Outro alerta é ainda mais direto: quando o upside depende mais de crescimento macroeconômico do que de execução micro, o risco explode.
Em outras palavras, se o sucesso do investimento depende do “Brasil melhorar”, e não da capacidade do gestor de operar o ativo, o projeto deixa de ser distressed e passa a ser especulativo.
O Brasil não está isolado nesse movimento. Os Estados Unidos passaram por um processo semelhante nos últimos dois anos, com alta de juros pressionando o crédito imobiliário e reprecificando ativos. A diferença é estrutural.
Lá, há mais liquidez para saída.
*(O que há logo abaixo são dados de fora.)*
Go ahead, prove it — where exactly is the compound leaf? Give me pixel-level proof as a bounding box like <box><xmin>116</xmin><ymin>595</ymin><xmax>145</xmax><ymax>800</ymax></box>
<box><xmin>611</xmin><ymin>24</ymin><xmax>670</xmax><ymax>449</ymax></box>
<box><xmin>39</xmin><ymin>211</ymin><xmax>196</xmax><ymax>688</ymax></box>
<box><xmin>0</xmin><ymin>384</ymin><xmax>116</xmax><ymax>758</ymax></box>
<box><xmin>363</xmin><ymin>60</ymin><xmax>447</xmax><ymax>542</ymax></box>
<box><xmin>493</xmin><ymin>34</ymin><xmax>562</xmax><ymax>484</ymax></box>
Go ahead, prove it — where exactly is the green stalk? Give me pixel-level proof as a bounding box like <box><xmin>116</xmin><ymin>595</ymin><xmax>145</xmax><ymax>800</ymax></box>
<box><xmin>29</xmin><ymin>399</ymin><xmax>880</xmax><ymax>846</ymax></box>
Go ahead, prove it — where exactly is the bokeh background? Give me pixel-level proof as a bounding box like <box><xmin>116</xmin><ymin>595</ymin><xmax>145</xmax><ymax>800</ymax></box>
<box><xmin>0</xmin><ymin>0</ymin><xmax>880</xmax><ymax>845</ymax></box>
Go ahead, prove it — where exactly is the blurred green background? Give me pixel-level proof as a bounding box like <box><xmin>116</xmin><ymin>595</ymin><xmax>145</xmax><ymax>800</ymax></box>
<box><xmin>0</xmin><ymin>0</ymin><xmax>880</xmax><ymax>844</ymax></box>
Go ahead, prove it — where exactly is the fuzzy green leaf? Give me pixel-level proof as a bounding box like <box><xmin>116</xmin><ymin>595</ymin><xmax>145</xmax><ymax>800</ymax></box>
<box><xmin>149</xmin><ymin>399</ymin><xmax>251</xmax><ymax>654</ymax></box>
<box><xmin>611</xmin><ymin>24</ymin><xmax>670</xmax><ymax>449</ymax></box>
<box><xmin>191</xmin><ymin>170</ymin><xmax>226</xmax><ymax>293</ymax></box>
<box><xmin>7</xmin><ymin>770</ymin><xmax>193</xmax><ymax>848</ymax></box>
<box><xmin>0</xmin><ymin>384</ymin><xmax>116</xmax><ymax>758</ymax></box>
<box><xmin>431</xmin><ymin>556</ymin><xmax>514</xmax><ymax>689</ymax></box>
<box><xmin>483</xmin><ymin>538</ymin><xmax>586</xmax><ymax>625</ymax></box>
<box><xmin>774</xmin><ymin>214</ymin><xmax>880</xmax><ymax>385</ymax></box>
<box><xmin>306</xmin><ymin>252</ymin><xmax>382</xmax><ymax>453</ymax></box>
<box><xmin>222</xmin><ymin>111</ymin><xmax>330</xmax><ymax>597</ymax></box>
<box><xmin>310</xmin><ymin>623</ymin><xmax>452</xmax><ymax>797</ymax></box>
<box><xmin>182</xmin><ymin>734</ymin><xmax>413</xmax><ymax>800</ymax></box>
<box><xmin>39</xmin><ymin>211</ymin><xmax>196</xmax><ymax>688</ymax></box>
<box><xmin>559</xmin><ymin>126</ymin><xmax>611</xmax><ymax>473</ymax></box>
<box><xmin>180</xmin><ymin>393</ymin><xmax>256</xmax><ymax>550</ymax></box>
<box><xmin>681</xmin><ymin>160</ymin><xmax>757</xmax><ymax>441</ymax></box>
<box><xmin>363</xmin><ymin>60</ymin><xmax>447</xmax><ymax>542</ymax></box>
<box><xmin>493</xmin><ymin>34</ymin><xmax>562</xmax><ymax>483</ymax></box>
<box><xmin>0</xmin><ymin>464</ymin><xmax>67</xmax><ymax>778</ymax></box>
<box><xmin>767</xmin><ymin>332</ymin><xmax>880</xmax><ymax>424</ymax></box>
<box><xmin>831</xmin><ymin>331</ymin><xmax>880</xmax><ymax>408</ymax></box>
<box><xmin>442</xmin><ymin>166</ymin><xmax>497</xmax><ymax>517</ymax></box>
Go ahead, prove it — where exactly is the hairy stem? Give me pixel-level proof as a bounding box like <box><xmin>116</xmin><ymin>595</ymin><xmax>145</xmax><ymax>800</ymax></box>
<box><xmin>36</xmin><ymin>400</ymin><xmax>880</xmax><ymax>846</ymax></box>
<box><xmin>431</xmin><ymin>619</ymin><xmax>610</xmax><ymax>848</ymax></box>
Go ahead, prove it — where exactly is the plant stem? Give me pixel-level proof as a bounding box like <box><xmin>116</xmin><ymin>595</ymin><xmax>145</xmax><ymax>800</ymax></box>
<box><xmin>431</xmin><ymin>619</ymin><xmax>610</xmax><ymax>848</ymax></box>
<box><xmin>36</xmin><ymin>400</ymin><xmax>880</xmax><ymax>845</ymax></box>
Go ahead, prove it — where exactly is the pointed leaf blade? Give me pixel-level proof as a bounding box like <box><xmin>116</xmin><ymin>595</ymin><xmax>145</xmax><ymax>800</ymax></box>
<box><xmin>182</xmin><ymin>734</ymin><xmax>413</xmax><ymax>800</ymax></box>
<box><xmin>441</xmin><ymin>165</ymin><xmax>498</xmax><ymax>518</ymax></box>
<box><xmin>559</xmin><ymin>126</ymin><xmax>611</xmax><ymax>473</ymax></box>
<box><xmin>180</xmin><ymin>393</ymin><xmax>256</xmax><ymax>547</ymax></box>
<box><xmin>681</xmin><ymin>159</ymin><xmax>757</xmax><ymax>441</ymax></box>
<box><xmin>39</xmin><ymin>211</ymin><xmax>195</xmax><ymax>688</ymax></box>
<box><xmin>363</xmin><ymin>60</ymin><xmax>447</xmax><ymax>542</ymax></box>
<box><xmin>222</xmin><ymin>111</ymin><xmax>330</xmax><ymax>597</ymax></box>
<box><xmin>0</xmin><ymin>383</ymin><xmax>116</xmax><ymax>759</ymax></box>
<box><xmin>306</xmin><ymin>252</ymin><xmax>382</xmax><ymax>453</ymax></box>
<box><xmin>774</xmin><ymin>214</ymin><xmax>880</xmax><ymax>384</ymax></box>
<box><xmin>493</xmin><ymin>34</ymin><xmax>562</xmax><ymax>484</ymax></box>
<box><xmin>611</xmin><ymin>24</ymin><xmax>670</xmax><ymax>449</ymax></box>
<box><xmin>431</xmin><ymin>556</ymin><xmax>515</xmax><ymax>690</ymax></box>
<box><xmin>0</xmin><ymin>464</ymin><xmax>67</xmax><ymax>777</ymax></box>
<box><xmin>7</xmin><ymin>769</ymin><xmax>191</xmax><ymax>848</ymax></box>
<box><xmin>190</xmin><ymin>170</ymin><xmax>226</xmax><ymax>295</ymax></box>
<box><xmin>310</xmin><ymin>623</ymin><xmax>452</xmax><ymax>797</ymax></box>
Aqui, menos.
“O Brasil tem menos alavancagem sistêmica, mas também menos liquidez de saída. Aqui, o erro custa menos dinheiro do que nos EUA, mas custa muito mais tempo.”
O ciclo de juros altos também mudou o jeito como os investidores avaliam ativos. Projeções longas e otimistas perderam espaço. Entraram em cena: cobertura real de fluxo de caixa, estrutura de capital, força das garantias e resiliência do projeto sem crescimento agressivo.
Para o futuro próximo, a leitura é clara. “2026 ainda será um ano de descoberta, mas as oportunidades vão migrar dos ativos obviamente estressados para situações mais complexas, híbridas, onde o valor está na engenharia financeira e na governança.”
O distressed brasileiro entra em uma nova fase. Menos sobre comprar prédios problemáticos. Mais sobre corrigir estruturas financeiras equivocadas. O valor não estará no imóvel quebrado, mas no imóvel certo preso à estrutura errada.